I, like you, have been my own advocate for the past year. Met with urology group surgeon and radiologist, St Elizabeth oncologist, and the Kettering Health urologist oncologist Dr Pucherel. Had Dr Epstein review my first biopsy slides ( not the second biopsy where I had the small amount of 5), decipher test, etc
I have only been remarried 5 years ….and ED and urine leakage is a big worry. I didn’t like the % from surgery. I am 66.
1) did they ablate the entire gland. You mentioned still have a functioning prostate so I assume they left some ?
2) how is ED and urinary leakage at this point.

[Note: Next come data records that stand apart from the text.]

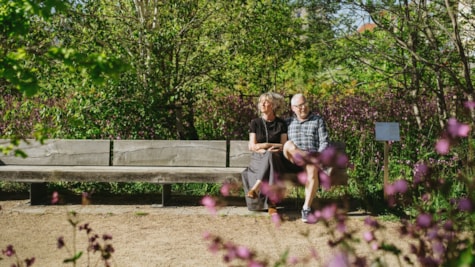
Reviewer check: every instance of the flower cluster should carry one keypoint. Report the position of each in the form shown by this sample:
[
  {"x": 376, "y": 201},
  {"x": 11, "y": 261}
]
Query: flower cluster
[{"x": 11, "y": 253}]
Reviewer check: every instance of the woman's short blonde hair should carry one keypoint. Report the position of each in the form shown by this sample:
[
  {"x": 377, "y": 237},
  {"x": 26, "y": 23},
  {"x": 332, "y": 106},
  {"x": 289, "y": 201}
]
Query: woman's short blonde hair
[{"x": 276, "y": 99}]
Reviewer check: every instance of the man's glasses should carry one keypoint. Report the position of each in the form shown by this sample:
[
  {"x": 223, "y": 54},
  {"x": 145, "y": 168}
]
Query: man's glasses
[{"x": 304, "y": 104}]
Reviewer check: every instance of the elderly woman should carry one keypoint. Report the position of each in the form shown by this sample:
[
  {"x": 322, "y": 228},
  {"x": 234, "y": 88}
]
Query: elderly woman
[{"x": 267, "y": 135}]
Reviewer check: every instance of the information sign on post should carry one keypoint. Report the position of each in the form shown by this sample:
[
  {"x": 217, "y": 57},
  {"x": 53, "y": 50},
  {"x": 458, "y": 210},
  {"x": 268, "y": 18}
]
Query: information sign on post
[{"x": 387, "y": 131}]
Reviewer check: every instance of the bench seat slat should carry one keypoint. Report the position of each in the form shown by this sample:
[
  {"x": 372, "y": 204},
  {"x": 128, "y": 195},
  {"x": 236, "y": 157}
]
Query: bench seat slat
[{"x": 184, "y": 153}]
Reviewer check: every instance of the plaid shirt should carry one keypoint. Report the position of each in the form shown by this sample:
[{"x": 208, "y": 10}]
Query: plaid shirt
[{"x": 309, "y": 135}]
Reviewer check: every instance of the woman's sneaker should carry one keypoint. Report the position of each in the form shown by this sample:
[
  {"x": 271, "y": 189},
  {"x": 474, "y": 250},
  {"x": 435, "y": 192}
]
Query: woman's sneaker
[{"x": 305, "y": 214}]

3) I read that some recommend the narrow beam type Linac machine and MRI guided radiation. Does UC use narrow beam and MRI guided for the proton tsdiation?
4) I have colon polyps frequently and diverticulosis so any rectal inflammation is also worrisome. I met with my gastroenterologist and he mentioned he does see some patients with radiation issues that he treats. Of course I would use the SpaceOar also.
5) from what I read ED issue eventually show up in radiation patients 3+ years after treatment ….to where surgery and radiation side effects become similar 3+ year out ? Was that your understanding?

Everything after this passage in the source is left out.